Autoportrait ou Portrait de l'artiste tenant un chardon
Dürer, 1493
Peinture à l'huile, parchemin collé sur toile 56,5 x 44,5
Paris, Musée du Louvre

Ce portrait de l'artiste a été réalisé par Dürer alors qu'il avait vingt-deux ans, à la fin de son tour de compagnonnage en Allemagne. Il s'agit d'un des tous premiers autoportraits indépendants de la peinture occidentale. Le chardon tenu par l'artiste est peut-être un gage de fidélité conjugale à sa fiancée Agnès Frey, ou encore une allusion à la Passion du Christ (plus précisément aux piquants de la couronne d'épines).

Un des tous premiers autoportraits

Après son apprentissage dans sa ville natale de Nuremberg, le jeune Dürer part pour un tour de compagnonnage à travers l'Allemagne du sud. Il date cet autoportrait de 1493. Il a alors vingt-deux ans et se trouve vraisemblablement à Strasbourg. Dürer choisit sa propre image comme sujet unique : il s'agit d'un des tous premiers autoportraits indépendants de la peinture occidentale. Depuis la fin du Moyen Age en effet, les peintres avaient pris l'habitude de se représenter dans leurs oeuvres ; ils étaient alors facilement reconnaissables à leur façon de regarder directement le spectateur. Cependant ces autoportraits ne constituaient qu'un élément secondaire dans de grandes compositions dont le sujet était le plus souvent religieux.

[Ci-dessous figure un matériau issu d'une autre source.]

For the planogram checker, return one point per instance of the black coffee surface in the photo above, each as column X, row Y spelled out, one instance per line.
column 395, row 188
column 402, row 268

Un portrait réaliste et raffiné

La composition, portrait en buste vu de trois quarts sur un fond sombre, s'inscrit parfaitement dans la tradition picturale de l'époque. La pose est un peu maladroite car le peintre devait sans cesse se regarder dans le miroir. Il porte un costume raffiné : petit bonnet rouge à pompons, élégant vêtement de dessus dont le gris bleuté contraste avec le blanc de la chemise à large échancrure brodée. Le visage conserve certains traits enfantins de son précoce Autoportrait dessiné (1484, Vienne, Graphische Sammlung Albertina) mais le cou viril, le nez assez fort et les mains longues et nerveuses appartiennent déjà à une personnalité adulte. Dürer, qui est aussi un excellent graveur, conçoit ses oeuvres d'une façon très graphique. La minutie quasi métallique des détails comme les piquants du chardon rappelle sa formation première d'orfèvre.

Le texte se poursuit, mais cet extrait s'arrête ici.